Texting me texting you

Texting me texting you

How lucky we all are to live in the world we live in today, thanks to McDonald’s and the like since inception has slowly eradicated family life.

No longer do we have to sit around a table sharing a family meal and talking and sharing one another’s problems, no we don’t have to do that anymore. Now we can send a family member or friend start texting the person who’s actually sitting next to us, saving on our vocal chords!

Let’s reminisce about how life once was like for those who can remember sitting round the family table and Sunday lunchtime to roast beef and Yorkshire pudding, or roast lamb with mint sauce.

Or a nice roast leg of pork with apple sauce, followed by apple pie, or apple crumble, home-made spotted dick, treacle tart and custard, jam roly-poly.

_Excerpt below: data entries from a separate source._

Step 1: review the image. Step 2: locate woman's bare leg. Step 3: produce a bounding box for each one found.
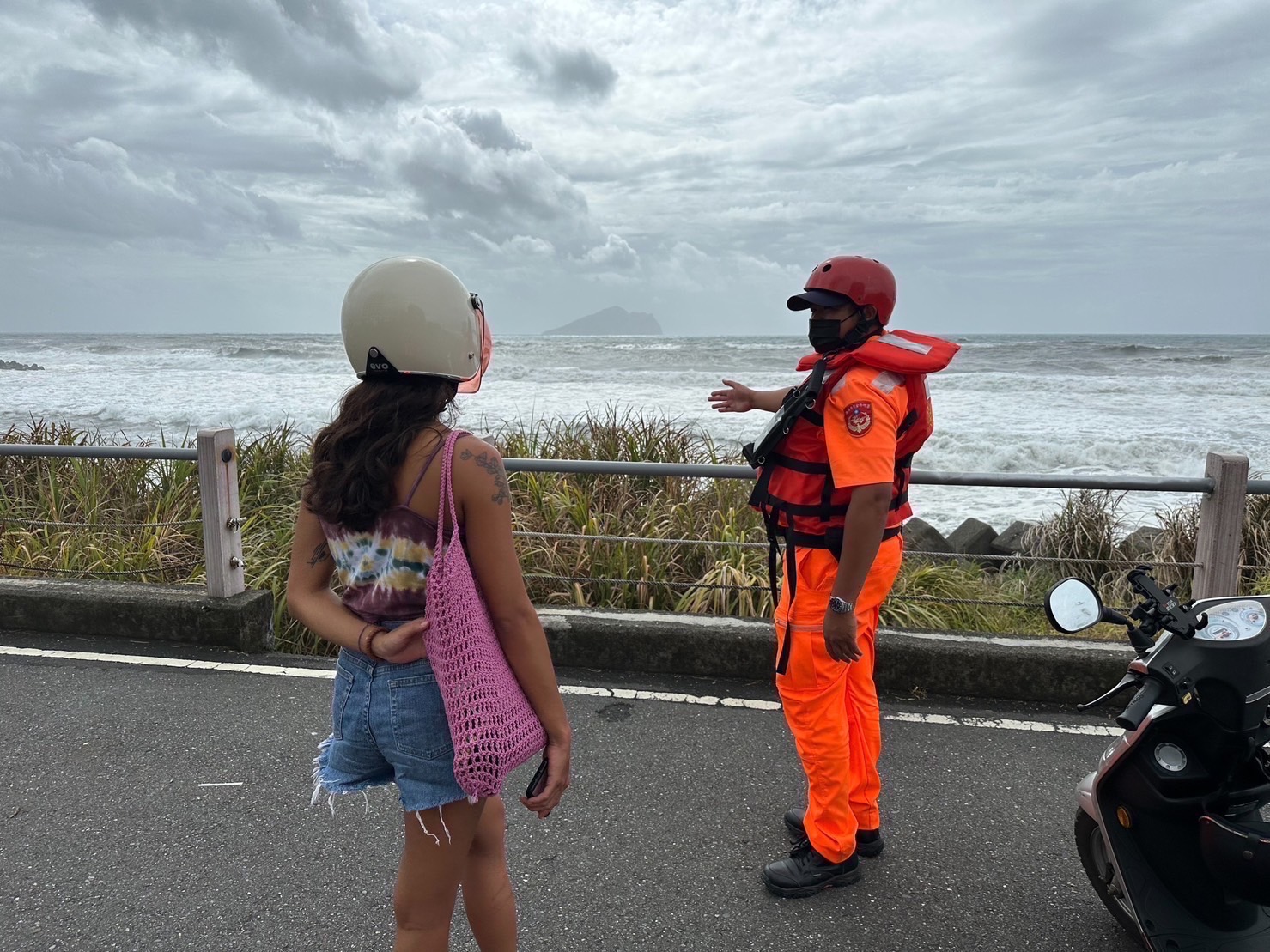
[464,797,515,952]
[392,800,486,952]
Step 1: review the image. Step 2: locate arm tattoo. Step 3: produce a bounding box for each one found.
[459,449,508,506]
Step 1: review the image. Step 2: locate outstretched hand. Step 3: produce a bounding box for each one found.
[708,379,756,414]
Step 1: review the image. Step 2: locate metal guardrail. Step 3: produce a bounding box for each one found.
[0,429,1270,597]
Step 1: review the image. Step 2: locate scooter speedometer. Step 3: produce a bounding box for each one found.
[1156,743,1186,773]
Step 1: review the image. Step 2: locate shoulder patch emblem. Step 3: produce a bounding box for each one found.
[846,400,872,437]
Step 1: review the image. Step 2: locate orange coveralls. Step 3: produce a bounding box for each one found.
[775,366,908,863]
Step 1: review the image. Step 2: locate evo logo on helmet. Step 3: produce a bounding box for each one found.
[366,347,396,373]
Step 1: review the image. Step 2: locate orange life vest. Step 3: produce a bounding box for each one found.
[747,330,962,642]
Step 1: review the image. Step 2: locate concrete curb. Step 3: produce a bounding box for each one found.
[0,578,273,652]
[0,578,1134,705]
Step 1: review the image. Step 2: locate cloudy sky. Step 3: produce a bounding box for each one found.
[0,0,1270,334]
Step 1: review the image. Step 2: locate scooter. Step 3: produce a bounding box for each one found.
[1045,566,1270,952]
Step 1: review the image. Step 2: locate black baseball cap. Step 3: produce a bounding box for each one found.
[785,291,854,311]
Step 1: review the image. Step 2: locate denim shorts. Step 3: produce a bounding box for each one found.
[313,647,466,812]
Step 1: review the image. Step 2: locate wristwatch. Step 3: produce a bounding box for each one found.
[829,595,856,615]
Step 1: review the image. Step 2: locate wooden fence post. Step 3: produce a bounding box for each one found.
[198,429,246,597]
[1191,453,1249,597]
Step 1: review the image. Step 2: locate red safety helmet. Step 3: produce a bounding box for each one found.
[787,255,896,325]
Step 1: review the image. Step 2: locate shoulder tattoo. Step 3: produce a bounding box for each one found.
[459,449,508,506]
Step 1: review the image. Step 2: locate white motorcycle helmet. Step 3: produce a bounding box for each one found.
[340,255,493,393]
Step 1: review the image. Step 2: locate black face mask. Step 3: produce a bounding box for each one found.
[806,318,847,355]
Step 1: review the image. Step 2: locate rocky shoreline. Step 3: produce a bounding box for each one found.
[904,517,1164,568]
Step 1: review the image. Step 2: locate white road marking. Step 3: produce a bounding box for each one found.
[0,645,1122,736]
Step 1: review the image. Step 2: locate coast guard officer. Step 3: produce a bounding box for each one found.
[708,255,959,897]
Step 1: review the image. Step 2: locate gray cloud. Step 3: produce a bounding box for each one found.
[0,0,1270,332]
[0,138,300,245]
[445,108,532,152]
[398,111,586,241]
[514,43,617,101]
[84,0,419,109]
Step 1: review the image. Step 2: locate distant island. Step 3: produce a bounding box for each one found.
[543,307,662,337]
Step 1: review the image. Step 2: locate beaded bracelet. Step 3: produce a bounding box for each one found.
[357,622,387,661]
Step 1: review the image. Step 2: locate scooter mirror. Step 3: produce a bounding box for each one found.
[1045,579,1103,634]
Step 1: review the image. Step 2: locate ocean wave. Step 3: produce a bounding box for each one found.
[216,344,302,361]
[1161,355,1235,363]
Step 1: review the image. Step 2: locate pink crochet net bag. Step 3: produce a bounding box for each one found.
[424,430,547,803]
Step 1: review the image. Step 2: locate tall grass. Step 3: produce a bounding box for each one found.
[0,410,1270,654]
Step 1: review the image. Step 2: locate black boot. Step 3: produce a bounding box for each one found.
[759,840,860,899]
[785,810,885,859]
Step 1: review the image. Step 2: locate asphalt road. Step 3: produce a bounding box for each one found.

Most families never sit at a table now, usually sitting on a settee watching television, whilst indulging themselves in hamburger and chips, or some other form of fast food, bearing in mind the television is the master commanding silence, eliminating speech, unless one wishes to get told off – yeah this a great life!

Think how wonderful today’s telephone has become, always thought a telephone was to speak to another person, but today’s phones take pictures, send e-mails, one can use the Internet, they are calculators and calendars, can tell you where you are using GPS, so why do we wonder about freedom of speech, as in this world we no longer speak to one another.